Ampel-Haushalt 2023 ist Wellness für Wohlhabende und unterlassene Hilfeleistung für die Mehrheit

Archiv Linksfraktion - Rede von Dietmar Bartsch,

Frau Präsidentin! Meine Damen und Herren! Ein Jahr Ampelkoalition liegt jetzt hinter uns. Drei Viertel der Bundesbürgerinnen und Bundesbürger sind laut ARD-DeutschlandTrend unzufrieden mit ihrer Regierung. Das ist auch kein Wunder; denn selten haben so viele Menschen in so kurzer Zeit so viel ihres bescheidenen Wohlstandes verloren wie unter Ihnen.
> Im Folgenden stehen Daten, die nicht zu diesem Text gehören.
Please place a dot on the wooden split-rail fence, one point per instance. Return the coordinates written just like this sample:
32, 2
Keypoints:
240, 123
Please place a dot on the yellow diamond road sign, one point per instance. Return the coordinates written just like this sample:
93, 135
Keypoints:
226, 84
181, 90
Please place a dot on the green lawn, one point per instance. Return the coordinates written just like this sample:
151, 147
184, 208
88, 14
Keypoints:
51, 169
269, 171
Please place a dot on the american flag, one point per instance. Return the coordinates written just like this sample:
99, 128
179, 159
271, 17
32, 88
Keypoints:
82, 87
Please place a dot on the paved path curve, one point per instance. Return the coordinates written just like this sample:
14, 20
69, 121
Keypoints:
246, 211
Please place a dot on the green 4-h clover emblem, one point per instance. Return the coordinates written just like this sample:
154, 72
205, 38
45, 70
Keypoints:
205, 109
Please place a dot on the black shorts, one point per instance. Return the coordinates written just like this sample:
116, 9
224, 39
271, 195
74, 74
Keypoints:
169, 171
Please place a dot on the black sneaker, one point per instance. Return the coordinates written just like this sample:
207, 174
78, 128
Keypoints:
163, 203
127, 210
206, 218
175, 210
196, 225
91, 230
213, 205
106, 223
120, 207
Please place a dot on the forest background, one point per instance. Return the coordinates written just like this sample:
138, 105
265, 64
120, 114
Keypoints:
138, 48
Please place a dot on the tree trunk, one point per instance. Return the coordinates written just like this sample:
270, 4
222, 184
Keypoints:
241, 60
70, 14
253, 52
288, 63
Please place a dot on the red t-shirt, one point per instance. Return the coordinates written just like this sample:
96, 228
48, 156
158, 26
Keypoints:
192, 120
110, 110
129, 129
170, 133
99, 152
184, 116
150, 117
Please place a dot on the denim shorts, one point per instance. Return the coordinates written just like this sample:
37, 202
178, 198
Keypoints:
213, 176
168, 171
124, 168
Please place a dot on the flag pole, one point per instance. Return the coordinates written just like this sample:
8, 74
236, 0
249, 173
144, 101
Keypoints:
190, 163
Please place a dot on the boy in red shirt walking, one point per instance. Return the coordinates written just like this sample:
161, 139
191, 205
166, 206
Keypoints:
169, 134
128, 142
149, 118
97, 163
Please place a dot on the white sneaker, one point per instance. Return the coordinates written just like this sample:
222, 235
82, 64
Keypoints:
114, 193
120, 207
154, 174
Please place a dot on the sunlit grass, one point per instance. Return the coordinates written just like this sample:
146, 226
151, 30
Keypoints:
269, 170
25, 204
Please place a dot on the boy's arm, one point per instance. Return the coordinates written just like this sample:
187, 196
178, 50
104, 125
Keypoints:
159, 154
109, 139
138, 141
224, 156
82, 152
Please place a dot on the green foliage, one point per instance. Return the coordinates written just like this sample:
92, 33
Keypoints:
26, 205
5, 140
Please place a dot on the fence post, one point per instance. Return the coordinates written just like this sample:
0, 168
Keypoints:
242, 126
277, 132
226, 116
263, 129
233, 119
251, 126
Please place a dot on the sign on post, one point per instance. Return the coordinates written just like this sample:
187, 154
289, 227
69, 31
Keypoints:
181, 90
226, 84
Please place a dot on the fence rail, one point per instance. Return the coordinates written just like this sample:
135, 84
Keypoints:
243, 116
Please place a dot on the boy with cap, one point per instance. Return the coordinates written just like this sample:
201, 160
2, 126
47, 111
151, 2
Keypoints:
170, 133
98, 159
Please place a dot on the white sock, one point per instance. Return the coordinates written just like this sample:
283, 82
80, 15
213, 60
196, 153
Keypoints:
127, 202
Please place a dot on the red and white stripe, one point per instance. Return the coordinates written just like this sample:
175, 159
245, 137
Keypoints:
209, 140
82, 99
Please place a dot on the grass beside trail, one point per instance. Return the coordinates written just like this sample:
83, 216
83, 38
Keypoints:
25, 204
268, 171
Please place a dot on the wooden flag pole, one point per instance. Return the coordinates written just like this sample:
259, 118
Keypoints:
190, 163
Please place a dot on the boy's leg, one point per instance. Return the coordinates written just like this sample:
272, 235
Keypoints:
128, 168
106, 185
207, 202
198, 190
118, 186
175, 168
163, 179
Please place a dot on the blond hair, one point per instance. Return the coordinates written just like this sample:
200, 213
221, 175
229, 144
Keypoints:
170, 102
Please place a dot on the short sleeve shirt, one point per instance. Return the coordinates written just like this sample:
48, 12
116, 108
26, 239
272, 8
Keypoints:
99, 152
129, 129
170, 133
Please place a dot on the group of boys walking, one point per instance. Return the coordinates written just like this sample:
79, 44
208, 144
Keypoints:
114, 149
Sie wollten „Fortschrittskoalition“ sein. Nun hatten Sie ein Jahr lang Zeit, in Ihrem ersten Ampelhaushalt genau das abzubilden. Ich kann feststellen oder muss feststellen: Es ist kaum eine Spur von mehr Fortschritt! Eines hat die heutige Debatte deutlich gezeigt: Nur Ihre Selbstzufriedenheit kann die Unzufriedenheit im Land noch toppen, meine Damen und Herren.

(Beifall bei der LINKEN – Heiterkeit bei Abgeordneten der CDU/CSU)
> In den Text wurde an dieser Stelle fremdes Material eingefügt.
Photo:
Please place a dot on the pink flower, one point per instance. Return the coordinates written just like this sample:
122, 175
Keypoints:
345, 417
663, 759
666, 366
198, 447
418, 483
Ich will Ihre mangelnde Fähigkeit, die Bürgerinnen und Bürger vor der Preisexplosion zumindest etwas zu schützen, am Beispiel der Gaspreise deutlich machen. Erst wollten Sie gar keine Gaspreisbremse, sondern eine Gasumlage,

(Matthias W. Birkwald [DIE LINKE]: So ist es!)

also noch höhere Preise. Dann wollten Sie eine Bremse, die nach dem Winter, also im März, gilt. Jetzt soll sie im Januar gelten. Was für ein Chaos! Das versteht kein Abgeordneter mehr, geschweige denn die Bürgerinnen und Bürger. Und wie soll denn ein Betrieb bei dieser Herangehensweise seine Zukunft planen? Lieber Herr Bundeskanzler, Sie leiten kein Kabinett, das solide arbeitet,

(Friedrich Merz [CDU/CSU]: Ja!)

sondern da sind einige Dilettanten am Start oder, richtiger gesagt, Dilettantinnen und Dilettanten.
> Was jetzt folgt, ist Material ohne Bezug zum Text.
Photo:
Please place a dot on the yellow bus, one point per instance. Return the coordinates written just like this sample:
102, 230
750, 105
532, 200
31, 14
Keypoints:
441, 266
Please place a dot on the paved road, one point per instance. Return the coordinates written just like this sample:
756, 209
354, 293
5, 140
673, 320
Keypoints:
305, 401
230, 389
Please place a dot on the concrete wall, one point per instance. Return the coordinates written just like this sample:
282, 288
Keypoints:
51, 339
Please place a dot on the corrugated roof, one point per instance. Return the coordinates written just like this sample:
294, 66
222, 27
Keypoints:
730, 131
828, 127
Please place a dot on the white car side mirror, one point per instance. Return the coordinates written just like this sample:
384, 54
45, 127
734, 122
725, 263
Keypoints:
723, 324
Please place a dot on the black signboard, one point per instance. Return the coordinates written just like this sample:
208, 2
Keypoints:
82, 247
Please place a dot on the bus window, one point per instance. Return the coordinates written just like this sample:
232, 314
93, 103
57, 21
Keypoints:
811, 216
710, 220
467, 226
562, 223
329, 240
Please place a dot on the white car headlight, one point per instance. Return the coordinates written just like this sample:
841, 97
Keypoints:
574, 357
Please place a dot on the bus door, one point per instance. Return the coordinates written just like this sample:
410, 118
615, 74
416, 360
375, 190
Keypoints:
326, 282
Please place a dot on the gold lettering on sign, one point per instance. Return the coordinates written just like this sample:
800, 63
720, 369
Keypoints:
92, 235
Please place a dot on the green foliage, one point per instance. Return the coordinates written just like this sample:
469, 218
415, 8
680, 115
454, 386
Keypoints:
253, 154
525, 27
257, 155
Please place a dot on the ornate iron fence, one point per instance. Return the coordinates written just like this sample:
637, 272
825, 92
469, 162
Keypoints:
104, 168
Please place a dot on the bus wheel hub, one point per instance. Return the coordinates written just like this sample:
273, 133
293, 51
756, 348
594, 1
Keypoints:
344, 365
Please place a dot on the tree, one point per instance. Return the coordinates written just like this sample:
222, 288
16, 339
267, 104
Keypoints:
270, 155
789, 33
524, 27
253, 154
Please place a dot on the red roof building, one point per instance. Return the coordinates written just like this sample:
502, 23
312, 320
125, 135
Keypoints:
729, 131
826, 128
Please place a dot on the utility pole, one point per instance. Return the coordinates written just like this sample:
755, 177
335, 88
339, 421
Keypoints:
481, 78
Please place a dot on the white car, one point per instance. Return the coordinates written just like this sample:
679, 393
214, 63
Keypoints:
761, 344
(Beifall bei der LINKEN sowie bei Abgeordneten der CDU/CSU – Heiterkeit bei Abgeordneten der AfD)

Heute verzweifeln viele Menschen an ihren Rechnungen. Heute wandern Firmen ab oder melden Insolvenz an. Spätestens zu Beginn der Heizperiode hätte es einen Gaspreisdeckel, einen Ölpreisdeckel geben müssen. Wir haben das hier im Haus seit Monaten gefordert. Die Dezemberhilfe soll die Gaskunden jetzt irgendwann mit der nächsten Jahresabrechnung erreichen. Jetzt und nicht irgendwann brauchen die Menschen Unterstützung.

(Beifall bei der LINKEN)

Jetzt droht auch noch die Strompreisbremse Monate später zu kommen. Meine Güte, Ihre Politik hat mehr Verspätung als die Deutsche Bahn, meine Damen und Herren.

(Beifall bei der LINKEN sowie bei Abgeordneten der CDU/CSU)

Aber Sie sind nicht nur die Zu-spät-Koalition, sondern Sie sind auch die Zu-wenig-Koalition. Ein Deckel von 12 Cent pro Kilowattstunde Gas – damit, das ist die Wahrheit, ist der Gaspreis noch immer doppelt so hoch wie vor dem furchtbaren Krieg Putins. Ein Deckel von 40 Cent pro Kilowattstunde Strom – das sind auch 12 Cent mehr pro Kilowattstunde. Das sind alles Deckelchen, beide viel zu hoch.

Vor allen Dingen, meine Damen und Herren, sind Ihre Bremsen auch noch zutiefst sozial ungerecht. Ich will Ihnen das auch erklären: Der Villenbesitzer profitiert am meisten. Je höher der Verbrauch 2022 war, desto höher ist nämlich die Entlastung 2023. Das ist doch ungerecht.

(Beifall bei der LINKEN)

Sie entlasten Gutverdiener deutlich mehr als Geringverdiener und die Mitte. Wer schon gespart hat, der schaut dumm aus der Wäsche, meine Damen und Herren. Warum gibt es denn kein festes Bürgerkontingent für Strom und Gas, pro Person, pro Haushalt, pro Familie? Korrigieren Sie diese Ungerechtigkeit, meine Damen und Herren!

(Beifall bei der LINKEN)

Sie lassen niemanden zurück? Nein, Sie lassen viele Bürger allein.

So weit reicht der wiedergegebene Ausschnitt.